Kiri-kanan: Pemandangan cantik Karimunjawa; pepohonan kelapa di kawasan pantai.

Sabtu pagi, kapal cepat Kartini membelah keheningan di Pelabuhan Tanjung Emas, Semarang, lalu meluncur 120 kilometer ke utara. Di dalam kabinnya, grup-grup wisata duduk berkelompok dalam pakaian berwarna senada. Mei adalah bulan pembuka di musim turis. Angin barat telah berlalu. Ombak lebih jinak.
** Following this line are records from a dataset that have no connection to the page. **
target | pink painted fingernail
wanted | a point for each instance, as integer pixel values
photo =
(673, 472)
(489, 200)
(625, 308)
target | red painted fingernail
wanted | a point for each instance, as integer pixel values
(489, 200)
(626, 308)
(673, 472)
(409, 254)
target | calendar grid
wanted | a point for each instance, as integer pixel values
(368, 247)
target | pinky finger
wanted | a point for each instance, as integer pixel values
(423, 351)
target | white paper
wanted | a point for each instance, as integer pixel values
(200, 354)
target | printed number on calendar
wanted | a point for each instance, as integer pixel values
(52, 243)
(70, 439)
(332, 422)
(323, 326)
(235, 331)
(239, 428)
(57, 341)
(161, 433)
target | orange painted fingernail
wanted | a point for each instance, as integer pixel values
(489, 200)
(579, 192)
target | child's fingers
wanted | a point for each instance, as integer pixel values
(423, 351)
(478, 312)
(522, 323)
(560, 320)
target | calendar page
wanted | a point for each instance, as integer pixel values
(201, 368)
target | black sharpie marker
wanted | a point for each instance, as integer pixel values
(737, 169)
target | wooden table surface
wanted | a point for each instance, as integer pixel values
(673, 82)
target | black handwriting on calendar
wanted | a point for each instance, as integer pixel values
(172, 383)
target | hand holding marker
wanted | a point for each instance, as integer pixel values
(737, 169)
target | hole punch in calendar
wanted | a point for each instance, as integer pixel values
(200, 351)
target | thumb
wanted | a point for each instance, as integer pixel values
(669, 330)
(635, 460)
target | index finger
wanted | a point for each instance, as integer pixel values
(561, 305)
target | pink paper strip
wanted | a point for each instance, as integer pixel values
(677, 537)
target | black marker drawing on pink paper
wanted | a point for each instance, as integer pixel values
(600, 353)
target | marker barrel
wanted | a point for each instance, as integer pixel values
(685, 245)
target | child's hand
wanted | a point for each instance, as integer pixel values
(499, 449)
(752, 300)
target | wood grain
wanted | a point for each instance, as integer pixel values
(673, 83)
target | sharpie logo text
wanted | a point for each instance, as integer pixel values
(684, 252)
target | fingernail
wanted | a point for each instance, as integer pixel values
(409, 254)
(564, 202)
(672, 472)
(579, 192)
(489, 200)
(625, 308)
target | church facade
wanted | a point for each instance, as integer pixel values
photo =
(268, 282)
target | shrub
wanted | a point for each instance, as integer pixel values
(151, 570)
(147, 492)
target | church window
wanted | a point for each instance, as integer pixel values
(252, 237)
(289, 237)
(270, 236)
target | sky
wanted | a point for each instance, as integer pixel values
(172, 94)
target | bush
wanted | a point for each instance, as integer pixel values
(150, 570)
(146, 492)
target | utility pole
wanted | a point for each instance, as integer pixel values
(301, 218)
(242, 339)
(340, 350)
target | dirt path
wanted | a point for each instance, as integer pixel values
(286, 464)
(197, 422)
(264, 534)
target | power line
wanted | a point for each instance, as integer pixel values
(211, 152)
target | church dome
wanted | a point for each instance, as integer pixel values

Seluruh operator tur memasang kuda-kuda untuk memanen rupiah.

Tapi siklus musim tak selalu mematuhi skenario baku pengamat cuaca. Pagi ini, Laut Jawa seperti melawan takdirnya. Gulungan air setinggi satu setengah meter menerjang konstan dan mengocok perut para penumpang. Kartini yang gagah limbung. Saat hantaman ombak terlalu deras, nakhoda kadang menghentikan mesin selama beberapa detik.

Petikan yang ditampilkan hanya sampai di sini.